Het mediaanloon van de managers van de Europese beursgenoteerde bedrijven – die in het Verenigd Koninkrijk incluis – bedroeg vorig jaar 3,8 miljoen euro. Tien jaar geleden was dat nog 2,8 miljoen euro. Het gaat om het totale verloningspakket, bestaand uit het basisloon, kortetermijnbonussen en langetermijnincentives (LTI), meestal in de vorm van aandelen. Dat blijkt uit de cijfers die het Executive Remuneration Research Centre aan Vlerick Business School onder leiding van professor Xavier Baeten heeft verzameld. Dat neemt het verloningsbeleid van de 600 grootste beursgenoteerde ondernemingen in Europa onder de loep, waaronder ook Belgische bedrijven. Lees verder onder de reportage van Kanaal Z:

“De toename van het totale verloningspakket is opvallend: plus 30 procent in tien jaar. Dat is op het eerste gezicht veel”, zegt Xavier Baeten. “Maar je moet wel een goede methodiek kiezen om die evolutie te duiden. Voor elk land hebben we ook de stijgende kosten van levensonderhoud in rekening genomen.” De verloning wordt dus aangepast aan de inflatie en er wordt een regressie-analyse op basis van de gemiddelden toegepast. Ook de omvang en de prestaties van de ondernemingen worden in rekening genomen.

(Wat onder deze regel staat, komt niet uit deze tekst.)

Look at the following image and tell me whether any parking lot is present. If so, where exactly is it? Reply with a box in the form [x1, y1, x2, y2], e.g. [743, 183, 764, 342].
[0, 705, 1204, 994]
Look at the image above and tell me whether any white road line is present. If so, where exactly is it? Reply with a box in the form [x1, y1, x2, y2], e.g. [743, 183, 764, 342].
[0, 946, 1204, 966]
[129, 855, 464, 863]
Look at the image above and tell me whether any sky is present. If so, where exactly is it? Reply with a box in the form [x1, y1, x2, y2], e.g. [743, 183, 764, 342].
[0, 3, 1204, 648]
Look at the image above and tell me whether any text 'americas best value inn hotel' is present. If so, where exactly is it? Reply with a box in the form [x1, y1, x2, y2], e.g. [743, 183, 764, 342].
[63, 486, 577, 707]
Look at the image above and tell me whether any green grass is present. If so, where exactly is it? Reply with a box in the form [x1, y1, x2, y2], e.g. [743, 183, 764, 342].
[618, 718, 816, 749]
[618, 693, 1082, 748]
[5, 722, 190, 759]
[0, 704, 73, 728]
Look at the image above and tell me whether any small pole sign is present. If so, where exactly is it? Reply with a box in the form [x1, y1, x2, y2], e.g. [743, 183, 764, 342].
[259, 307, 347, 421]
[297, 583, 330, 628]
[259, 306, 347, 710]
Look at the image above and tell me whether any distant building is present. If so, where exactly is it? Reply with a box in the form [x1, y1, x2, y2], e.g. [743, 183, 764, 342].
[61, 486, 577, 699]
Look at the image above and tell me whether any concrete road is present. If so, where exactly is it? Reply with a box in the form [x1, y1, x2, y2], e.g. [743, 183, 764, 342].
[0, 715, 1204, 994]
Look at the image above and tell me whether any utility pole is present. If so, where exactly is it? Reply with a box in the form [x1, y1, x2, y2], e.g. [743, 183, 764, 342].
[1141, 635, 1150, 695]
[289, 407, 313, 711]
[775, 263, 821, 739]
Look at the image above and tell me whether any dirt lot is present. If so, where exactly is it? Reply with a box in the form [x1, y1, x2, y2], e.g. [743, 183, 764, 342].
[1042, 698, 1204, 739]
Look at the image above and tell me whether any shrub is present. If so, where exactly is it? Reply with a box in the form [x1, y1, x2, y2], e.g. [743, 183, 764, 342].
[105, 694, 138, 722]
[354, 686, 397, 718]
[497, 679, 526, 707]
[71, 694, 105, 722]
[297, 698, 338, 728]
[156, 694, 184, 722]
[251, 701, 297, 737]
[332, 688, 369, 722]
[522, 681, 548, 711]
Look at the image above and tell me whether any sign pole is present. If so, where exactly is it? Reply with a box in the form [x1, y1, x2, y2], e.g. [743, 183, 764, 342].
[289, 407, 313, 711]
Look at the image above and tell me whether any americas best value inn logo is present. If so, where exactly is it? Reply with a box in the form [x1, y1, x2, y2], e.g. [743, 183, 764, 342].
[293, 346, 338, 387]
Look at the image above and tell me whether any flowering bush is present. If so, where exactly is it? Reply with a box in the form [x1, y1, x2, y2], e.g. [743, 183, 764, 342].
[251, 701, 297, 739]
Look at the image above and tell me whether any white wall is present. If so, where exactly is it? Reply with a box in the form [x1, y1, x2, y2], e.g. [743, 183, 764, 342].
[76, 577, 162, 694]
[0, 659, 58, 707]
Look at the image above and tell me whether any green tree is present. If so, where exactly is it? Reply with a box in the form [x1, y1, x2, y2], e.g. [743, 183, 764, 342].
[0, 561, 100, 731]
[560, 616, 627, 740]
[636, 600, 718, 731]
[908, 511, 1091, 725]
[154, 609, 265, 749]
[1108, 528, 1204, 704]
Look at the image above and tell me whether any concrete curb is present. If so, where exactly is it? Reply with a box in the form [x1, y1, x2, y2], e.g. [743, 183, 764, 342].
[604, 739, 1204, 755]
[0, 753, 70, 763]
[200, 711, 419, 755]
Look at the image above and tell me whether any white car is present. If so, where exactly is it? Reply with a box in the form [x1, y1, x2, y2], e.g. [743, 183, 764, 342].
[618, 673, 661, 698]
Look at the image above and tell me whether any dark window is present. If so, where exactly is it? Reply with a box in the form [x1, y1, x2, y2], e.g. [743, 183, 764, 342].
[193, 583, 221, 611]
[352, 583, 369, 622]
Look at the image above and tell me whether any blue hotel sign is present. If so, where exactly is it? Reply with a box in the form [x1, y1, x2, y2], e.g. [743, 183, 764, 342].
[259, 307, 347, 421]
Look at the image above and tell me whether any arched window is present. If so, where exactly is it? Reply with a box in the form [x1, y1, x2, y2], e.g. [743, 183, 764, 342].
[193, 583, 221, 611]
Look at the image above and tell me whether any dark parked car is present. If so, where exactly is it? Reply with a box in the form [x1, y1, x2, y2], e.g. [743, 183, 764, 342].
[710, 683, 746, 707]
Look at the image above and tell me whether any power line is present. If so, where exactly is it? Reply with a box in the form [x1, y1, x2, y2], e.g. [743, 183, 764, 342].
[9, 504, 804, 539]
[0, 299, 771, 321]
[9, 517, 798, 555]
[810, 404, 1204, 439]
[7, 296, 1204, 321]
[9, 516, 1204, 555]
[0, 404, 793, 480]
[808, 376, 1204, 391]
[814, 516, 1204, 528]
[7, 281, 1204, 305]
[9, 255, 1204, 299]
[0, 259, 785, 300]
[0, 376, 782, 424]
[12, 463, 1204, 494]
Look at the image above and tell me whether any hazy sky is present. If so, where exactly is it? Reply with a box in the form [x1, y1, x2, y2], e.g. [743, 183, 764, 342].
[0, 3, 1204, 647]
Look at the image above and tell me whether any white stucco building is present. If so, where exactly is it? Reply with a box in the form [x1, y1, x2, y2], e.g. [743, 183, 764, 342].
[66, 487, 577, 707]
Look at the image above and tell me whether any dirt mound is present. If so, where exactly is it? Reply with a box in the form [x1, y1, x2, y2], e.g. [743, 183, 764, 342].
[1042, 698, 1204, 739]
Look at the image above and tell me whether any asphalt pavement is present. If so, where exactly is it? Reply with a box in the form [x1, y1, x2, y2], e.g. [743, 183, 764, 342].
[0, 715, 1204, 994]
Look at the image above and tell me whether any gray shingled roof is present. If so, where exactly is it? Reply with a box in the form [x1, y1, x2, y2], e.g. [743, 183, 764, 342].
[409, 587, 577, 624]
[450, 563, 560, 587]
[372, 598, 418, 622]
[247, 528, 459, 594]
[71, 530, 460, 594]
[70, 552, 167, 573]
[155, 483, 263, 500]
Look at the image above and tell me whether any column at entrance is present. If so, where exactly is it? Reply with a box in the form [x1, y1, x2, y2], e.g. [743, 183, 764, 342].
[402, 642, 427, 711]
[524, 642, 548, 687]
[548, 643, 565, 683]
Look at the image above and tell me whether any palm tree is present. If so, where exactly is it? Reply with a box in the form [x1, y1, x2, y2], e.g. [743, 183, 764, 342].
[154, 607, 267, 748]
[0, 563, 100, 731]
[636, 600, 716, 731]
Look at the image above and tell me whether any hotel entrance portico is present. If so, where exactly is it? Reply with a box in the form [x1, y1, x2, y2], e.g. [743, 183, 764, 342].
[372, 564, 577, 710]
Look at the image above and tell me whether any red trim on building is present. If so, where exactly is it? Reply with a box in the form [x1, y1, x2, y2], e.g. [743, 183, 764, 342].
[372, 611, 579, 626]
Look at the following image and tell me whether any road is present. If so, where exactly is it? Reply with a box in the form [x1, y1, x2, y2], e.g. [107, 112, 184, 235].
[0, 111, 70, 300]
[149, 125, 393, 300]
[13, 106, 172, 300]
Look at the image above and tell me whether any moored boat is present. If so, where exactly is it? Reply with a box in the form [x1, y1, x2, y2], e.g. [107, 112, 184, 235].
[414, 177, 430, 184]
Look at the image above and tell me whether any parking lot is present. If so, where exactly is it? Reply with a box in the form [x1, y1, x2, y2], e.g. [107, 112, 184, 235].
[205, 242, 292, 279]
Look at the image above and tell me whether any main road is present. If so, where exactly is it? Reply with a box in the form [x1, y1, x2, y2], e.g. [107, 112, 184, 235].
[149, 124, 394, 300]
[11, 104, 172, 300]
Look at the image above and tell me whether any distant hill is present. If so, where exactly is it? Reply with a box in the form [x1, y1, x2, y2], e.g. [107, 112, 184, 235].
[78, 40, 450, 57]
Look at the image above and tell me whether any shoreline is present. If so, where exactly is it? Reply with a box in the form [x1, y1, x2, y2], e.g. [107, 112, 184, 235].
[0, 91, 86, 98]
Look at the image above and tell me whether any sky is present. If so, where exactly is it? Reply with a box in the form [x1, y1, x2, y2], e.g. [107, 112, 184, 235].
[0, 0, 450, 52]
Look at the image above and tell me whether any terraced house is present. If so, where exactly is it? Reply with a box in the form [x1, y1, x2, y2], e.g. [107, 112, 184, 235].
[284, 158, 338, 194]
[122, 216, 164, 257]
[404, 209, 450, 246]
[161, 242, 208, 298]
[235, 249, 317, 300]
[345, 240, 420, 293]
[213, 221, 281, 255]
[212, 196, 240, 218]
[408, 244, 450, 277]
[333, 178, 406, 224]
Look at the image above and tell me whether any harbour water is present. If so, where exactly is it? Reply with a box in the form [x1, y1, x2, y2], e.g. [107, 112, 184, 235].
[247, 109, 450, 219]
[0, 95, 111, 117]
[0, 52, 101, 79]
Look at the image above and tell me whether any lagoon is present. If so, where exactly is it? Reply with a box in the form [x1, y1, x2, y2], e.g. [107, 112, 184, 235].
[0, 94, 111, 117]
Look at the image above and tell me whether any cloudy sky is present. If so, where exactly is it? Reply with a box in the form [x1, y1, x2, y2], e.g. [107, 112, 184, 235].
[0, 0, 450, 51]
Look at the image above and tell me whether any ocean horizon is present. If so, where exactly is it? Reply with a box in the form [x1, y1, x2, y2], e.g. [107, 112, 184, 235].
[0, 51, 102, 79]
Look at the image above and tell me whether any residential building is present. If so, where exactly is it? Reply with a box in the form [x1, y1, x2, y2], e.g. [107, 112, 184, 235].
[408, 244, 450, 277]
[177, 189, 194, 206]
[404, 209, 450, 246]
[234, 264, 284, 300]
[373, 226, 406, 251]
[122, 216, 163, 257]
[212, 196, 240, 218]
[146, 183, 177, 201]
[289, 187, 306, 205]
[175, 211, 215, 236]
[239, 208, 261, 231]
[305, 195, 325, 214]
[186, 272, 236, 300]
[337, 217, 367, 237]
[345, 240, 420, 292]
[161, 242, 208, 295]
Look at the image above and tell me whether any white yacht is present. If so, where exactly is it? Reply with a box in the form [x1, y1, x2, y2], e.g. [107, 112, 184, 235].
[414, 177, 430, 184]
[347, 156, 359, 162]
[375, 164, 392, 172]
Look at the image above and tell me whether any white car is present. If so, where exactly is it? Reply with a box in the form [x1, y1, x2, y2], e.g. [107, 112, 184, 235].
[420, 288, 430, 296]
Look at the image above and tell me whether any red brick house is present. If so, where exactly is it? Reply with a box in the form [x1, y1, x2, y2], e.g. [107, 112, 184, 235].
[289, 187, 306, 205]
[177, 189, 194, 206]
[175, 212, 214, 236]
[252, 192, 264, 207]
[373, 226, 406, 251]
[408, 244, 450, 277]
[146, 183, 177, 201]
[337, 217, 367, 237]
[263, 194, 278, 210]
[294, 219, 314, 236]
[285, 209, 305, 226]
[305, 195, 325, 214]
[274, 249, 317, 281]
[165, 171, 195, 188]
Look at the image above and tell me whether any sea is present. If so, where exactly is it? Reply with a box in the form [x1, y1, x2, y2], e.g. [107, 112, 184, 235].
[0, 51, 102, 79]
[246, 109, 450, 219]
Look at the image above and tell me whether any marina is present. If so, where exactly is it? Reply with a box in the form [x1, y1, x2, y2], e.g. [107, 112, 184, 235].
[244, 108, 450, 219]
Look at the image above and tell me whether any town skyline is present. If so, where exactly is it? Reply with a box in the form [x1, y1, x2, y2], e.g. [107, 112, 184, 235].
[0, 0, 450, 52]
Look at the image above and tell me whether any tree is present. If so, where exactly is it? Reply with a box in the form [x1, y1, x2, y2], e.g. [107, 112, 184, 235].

“Zo kun je de reële verloning van de CEO’s berekenen. Dan blijkt dat het totale pakket, in reële termen en gecorrigeerd voor die parameters, is gestegen van 2,8 naar 3,078 miljoen euro”, zegt Xavier Baeten. “Een CEO van een beursgenoteerd bedrijf verdient dus niet significant meer dan tien jaar geleden. Voor België hebben we de volledige data pas sinds 2015, waardoor het nog wachten is op de analyse van de landenspecifieke evolutie.” (zie grafiek Gecorrigeerd voor inflatie stegen CEO-lonen minder snel en lees daaronder verder)

Meer vrouwen

Dat er nationale verschillen zijn, ligt voor de hand. In België bedroeg de mediaanverloning van een CEO van een beursgenoteerd bedrijf vorig jaar 3.066.938 euro. In het Verenigd Koninkrijk bedraagt het totale verloningspakket omgerekend 4,5 miljoen euro, in Frankrijk en Duitsland meer dan 4,3 miljoen euro. Baeten: “België zit klassiek lager dan het Verenigd Koninkrijk, Frankrijk en Duitsland. Dat heeft vaak te maken met de omvang van de onderneming. Bij ons zijn ze wat kleiner.”

In 2014 bestond een raad van bestuur gemiddeld voor 22 procent uit vrouwen, ondertussen is dat 40 procent.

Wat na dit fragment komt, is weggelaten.